Hacker News new | ask | show | jobs
by geocar 427 days ago
> An interesting debate emerged about the necessity of checking every possible error:

> In JS world this could be true, but for Rust (and statically typed compiled languages in general) this is actually not the case… GO pointers are the only exceptions to this. There are no nil check protection at compile level. But Rust, kotlin etc are solid.

Yes it actually is the case. You cannot check/validate for every error, not even in rust. I recommend getting over it.

For a stupid-simple example: You can't even check if disk is going to be full!

The disk being full is a real error you have to deal with, and it could happen at any line in your code through no fault of your own, and no it doesn't always happen at write() but can also when you allocate pages for writing (e.g. SIGSEGV). You cannot really do anything about this with code- aborting or unwinding will only ever annoy users, but you can do something.

We live in a multitasking world, so our users can deal with out-of-disk and out-of-memory errors by deleting files, adding more storage, closing other (lower priority) processes, paging/swapping, and so on. So you can wait: maybe alert the user/operator that there is trouble but then wait for the trouble to clear.

Also: Dynamic-wind is a useful general-purpose programming technique awkward to emulate, and I personally dislike subclassing BackTrack from Error because of what can only be a lack of imagination.

4 comments

> We live in a multitasking world, so our users can deal with out-of-disk and out-of-memory errors by deleting files, adding more storage, closing other (lower priority) processes, paging/swapping, and so on. So you can wait: maybe alert the user/operator that there is trouble but then wait for the trouble to clear.

That's a weird take. I've been working for multiple decades now with systems that have no UI to speak of; their end-users are barely aware that there's a whole system behind what they can see, and that's a good thing because they become aware of it when it causes them trouble.

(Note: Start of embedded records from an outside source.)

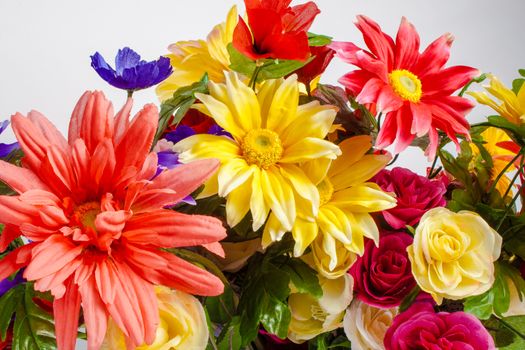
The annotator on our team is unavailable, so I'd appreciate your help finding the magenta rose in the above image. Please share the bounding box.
[372,168,447,230]
[384,302,496,350]
[350,232,416,308]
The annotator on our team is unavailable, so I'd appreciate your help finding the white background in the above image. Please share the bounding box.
[0,0,525,348]
[0,0,525,172]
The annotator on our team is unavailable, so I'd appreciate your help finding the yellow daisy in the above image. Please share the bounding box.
[174,72,341,234]
[470,127,516,195]
[468,75,525,125]
[278,136,396,277]
[156,6,238,101]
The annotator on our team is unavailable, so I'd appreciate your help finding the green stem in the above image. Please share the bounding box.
[166,249,230,286]
[494,316,525,339]
[489,149,523,198]
[249,65,263,90]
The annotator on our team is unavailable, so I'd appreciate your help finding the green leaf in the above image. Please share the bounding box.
[153,74,208,144]
[204,286,235,323]
[399,285,421,312]
[12,283,57,350]
[261,296,292,339]
[217,316,242,350]
[308,32,332,46]
[512,78,525,95]
[281,258,323,298]
[0,285,25,340]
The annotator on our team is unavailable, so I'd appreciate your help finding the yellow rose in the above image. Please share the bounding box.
[288,274,354,343]
[407,208,501,304]
[343,299,398,350]
[101,286,209,350]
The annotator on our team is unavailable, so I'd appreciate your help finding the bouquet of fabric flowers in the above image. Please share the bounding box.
[0,0,525,350]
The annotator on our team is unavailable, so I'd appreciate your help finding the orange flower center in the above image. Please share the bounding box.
[388,69,423,103]
[74,202,101,232]
[241,129,283,169]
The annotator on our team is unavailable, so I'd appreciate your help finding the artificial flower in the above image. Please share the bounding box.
[330,16,478,158]
[343,299,399,350]
[156,6,237,101]
[470,127,516,196]
[101,286,209,350]
[372,168,447,230]
[408,208,502,304]
[350,231,416,308]
[295,46,335,91]
[0,92,226,350]
[232,0,320,61]
[288,274,353,343]
[384,302,496,350]
[0,120,18,158]
[217,238,261,272]
[174,72,341,238]
[91,47,173,91]
[288,135,396,271]
[468,74,525,125]
[310,235,357,279]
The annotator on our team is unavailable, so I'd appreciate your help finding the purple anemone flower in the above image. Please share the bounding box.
[91,47,173,91]
[0,120,18,158]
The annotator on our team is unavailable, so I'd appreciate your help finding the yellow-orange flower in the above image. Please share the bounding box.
[284,136,396,272]
[101,286,209,350]
[468,75,525,125]
[471,127,516,195]
[174,72,341,237]
[157,6,238,101]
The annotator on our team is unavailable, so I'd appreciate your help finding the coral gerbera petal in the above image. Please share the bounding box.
[0,92,226,350]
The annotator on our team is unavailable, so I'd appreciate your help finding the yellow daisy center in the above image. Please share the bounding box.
[241,129,283,169]
[317,177,334,205]
[388,69,423,103]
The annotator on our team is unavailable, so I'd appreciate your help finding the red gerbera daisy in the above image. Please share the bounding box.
[232,0,320,61]
[330,16,478,158]
[0,92,226,350]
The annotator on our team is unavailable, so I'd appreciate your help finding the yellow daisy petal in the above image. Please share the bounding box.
[328,135,372,180]
[328,154,390,191]
[280,137,341,163]
[331,182,396,213]
[266,74,299,134]
[292,218,319,257]
[218,158,254,197]
[261,167,296,231]
[173,134,240,163]
[250,167,270,231]
[226,176,252,227]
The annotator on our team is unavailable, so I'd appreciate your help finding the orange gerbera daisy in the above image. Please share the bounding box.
[0,92,226,350]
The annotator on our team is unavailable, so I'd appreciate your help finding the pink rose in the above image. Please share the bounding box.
[372,168,447,230]
[350,232,416,308]
[384,302,496,350]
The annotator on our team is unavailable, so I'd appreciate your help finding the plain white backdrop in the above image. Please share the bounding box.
[0,0,525,348]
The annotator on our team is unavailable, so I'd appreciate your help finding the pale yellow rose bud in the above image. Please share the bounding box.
[101,286,209,350]
[407,208,502,304]
[288,274,354,343]
[343,299,398,350]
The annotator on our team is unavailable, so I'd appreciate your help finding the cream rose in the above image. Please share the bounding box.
[101,287,209,350]
[288,274,353,343]
[407,208,502,304]
[343,299,398,350]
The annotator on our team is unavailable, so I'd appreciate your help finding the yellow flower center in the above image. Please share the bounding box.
[317,177,334,205]
[241,129,283,169]
[388,69,423,103]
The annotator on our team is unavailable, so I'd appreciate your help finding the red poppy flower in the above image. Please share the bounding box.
[233,0,320,61]
[330,16,478,158]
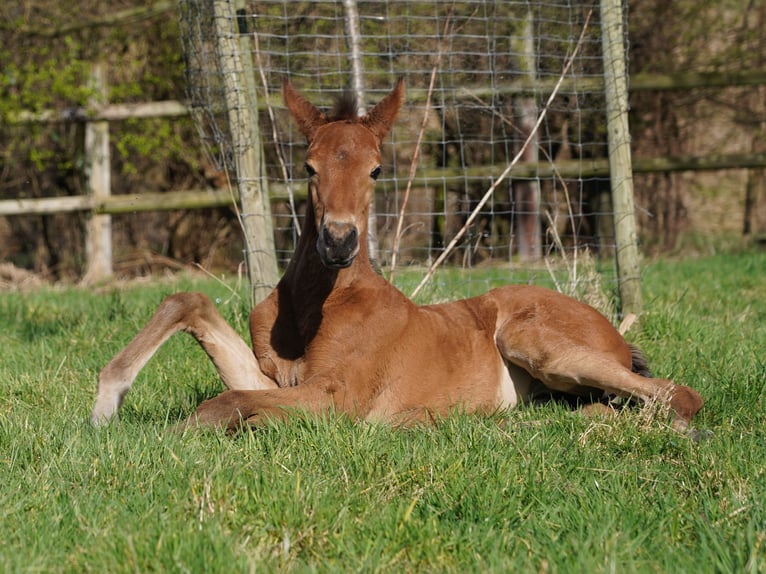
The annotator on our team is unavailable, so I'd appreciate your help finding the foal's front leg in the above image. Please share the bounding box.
[181,380,342,432]
[91,293,277,425]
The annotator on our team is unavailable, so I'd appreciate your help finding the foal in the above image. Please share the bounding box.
[91,80,702,430]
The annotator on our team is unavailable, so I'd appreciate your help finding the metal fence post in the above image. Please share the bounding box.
[601,0,643,315]
[83,63,112,284]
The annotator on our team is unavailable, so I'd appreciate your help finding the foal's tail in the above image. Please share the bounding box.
[630,345,652,378]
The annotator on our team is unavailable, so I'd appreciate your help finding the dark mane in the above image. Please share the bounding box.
[329,90,359,122]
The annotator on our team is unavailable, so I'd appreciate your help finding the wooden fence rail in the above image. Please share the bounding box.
[6,66,766,281]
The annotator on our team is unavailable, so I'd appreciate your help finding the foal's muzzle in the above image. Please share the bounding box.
[317,221,359,269]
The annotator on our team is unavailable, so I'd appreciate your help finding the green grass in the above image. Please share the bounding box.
[0,253,766,573]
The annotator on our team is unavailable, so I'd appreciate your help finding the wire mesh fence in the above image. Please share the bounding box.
[181,0,632,316]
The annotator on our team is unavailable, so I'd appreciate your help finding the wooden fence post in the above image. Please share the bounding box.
[213,0,279,303]
[83,63,112,284]
[601,0,643,315]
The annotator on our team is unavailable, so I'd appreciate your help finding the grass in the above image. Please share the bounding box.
[0,253,766,573]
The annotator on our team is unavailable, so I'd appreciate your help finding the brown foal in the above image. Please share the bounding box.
[91,81,702,430]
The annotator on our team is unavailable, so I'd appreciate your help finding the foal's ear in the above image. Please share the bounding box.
[282,80,327,141]
[360,78,404,142]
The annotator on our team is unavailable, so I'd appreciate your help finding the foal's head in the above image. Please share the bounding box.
[284,80,404,268]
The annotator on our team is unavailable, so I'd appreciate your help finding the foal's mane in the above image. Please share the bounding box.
[327,90,359,122]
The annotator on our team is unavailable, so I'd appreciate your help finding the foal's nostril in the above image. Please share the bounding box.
[318,222,359,266]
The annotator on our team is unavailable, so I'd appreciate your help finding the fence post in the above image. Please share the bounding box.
[83,63,112,284]
[343,0,378,261]
[213,0,279,303]
[509,10,543,261]
[601,0,643,315]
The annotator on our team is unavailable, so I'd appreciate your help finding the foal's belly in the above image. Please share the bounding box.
[365,338,531,422]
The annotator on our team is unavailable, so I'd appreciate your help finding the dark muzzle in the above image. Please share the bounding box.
[317,222,359,268]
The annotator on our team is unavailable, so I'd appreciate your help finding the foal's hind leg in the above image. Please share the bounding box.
[91,293,276,425]
[496,322,702,430]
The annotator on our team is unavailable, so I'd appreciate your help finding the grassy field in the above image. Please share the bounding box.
[0,253,766,573]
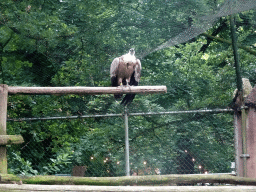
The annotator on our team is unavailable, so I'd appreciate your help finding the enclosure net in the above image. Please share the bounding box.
[0,0,256,176]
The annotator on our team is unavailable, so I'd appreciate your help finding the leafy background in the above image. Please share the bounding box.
[0,0,256,176]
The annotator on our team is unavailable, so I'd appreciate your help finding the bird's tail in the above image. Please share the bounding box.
[114,94,123,100]
[121,94,135,106]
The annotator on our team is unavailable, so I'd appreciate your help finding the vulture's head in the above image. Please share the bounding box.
[129,48,135,55]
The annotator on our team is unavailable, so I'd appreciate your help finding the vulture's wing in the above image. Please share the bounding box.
[134,59,141,82]
[121,59,141,106]
[110,58,119,78]
[110,58,120,87]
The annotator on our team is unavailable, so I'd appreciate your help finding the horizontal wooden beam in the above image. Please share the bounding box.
[0,174,256,186]
[0,135,24,145]
[8,86,167,95]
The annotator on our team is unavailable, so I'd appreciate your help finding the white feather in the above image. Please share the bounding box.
[124,53,136,63]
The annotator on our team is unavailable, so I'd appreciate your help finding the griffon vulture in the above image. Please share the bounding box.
[110,48,141,106]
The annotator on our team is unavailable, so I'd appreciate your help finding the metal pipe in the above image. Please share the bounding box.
[124,106,130,176]
[7,109,234,121]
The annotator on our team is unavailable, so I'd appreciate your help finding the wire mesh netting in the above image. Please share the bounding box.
[0,0,256,176]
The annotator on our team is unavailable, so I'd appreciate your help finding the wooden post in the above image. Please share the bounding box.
[0,84,8,174]
[124,106,130,176]
[245,86,256,179]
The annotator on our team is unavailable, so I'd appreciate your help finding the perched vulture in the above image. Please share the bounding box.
[110,48,141,106]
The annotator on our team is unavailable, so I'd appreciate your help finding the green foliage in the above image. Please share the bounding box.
[8,153,38,176]
[0,0,256,176]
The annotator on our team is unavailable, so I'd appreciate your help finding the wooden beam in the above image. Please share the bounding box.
[0,174,256,186]
[8,86,167,95]
[0,135,24,146]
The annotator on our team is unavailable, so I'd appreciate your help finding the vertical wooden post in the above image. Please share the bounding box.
[0,84,8,174]
[124,106,130,176]
[240,106,249,177]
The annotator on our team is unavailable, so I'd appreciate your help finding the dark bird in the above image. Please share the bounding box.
[110,48,141,106]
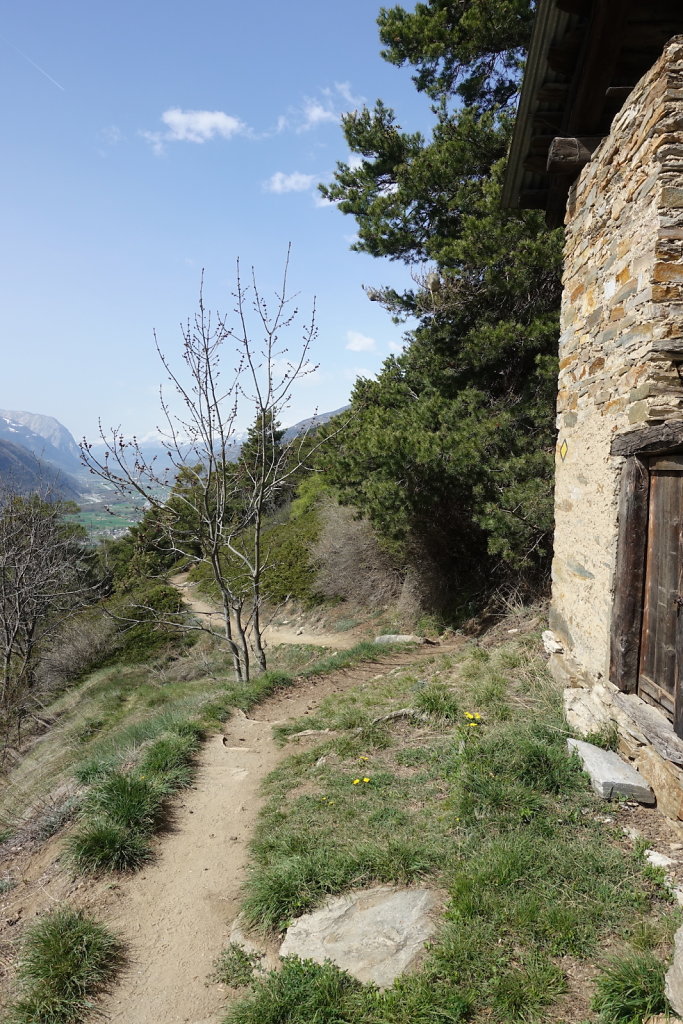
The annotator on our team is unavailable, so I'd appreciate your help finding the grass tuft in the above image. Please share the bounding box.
[67,818,152,873]
[5,908,123,1024]
[593,951,669,1024]
[227,638,680,1024]
[211,942,264,988]
[225,956,362,1024]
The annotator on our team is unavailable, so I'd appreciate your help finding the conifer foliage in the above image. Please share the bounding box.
[319,0,561,598]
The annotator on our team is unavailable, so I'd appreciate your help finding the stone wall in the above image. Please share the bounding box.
[550,37,683,684]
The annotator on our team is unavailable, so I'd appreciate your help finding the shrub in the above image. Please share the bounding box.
[313,501,402,608]
[6,908,123,1024]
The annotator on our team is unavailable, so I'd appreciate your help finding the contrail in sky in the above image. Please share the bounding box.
[0,37,67,92]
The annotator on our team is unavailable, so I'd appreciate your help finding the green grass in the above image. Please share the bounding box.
[226,638,680,1024]
[225,956,361,1024]
[593,950,670,1024]
[5,908,123,1024]
[60,644,405,873]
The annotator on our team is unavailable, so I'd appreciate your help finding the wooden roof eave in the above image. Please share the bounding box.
[503,0,572,209]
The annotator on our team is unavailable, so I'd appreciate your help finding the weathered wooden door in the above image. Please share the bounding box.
[638,456,683,735]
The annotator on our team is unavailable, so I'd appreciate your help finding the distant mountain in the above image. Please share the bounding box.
[0,438,83,502]
[0,409,83,474]
[283,406,348,441]
[86,406,348,471]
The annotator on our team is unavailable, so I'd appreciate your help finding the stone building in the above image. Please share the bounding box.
[505,0,683,818]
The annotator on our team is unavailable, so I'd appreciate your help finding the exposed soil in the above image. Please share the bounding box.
[0,639,444,1024]
[170,572,361,650]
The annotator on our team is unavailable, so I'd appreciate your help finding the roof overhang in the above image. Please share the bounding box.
[503,0,683,225]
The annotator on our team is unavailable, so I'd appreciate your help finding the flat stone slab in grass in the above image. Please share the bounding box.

I take from my mentor in programming this stance for many things, including error handling: the best solution to a problem is to avoid it. That's something everybody knows actually, but we can forget that when designing/programming because one has so many things to deal with and worry about. Making the thing barely work can be a challenge in itself.

For errors, this usually means: don't let them happen. E.g. avoid OOM by avoiding dynamic allocation as much as possible; statically pre-allocate everything, even if it means megabytes of unused reserved space. Don't design your serialization format with quotes around your keys just to allow "weird" key names, a feature that nobody will ever use and that creates opportunities for errors.

Of course it is not always possible, but don't miss the opportunity when it is.

> That's a weird take

I appreciate that, but...

> I've been working for multiple decades now with systems that have no UI to speak of; their end-users are barely aware that there's a whole system behind what they can see, and that's a good thing because they become aware of it when it causes them trouble.

Notice I said "user" not "end-user" or "customer".

This was not an accident.

In your system (as in mine) the "user" is the operator.

> the best solution to a problem is to avoid it.

That's your opinion man. I don't know if you can avoid everything (I certainly can't).

Something to consider is why Erlang people have been trying to get people to "let it crash" and just deal with that, because enumerating the solutions is sometimes easier than enumerating the problems.

That’s not his opinion, that’s the standard technique in systems programming. It’s why there’s software out there that does in fact never crash and shows consistent performance.
> Something to consider is why Erlang people have been trying to get people to "let it crash" and just deal with that

Yes, if you can afford it, I would say it is a way to avoid the problem of handling errors in a bug-free way. But it is more than yet another error handling tactic, it is a design strategy.

> For a stupid-simple example: You can't even check if disk is going to be full!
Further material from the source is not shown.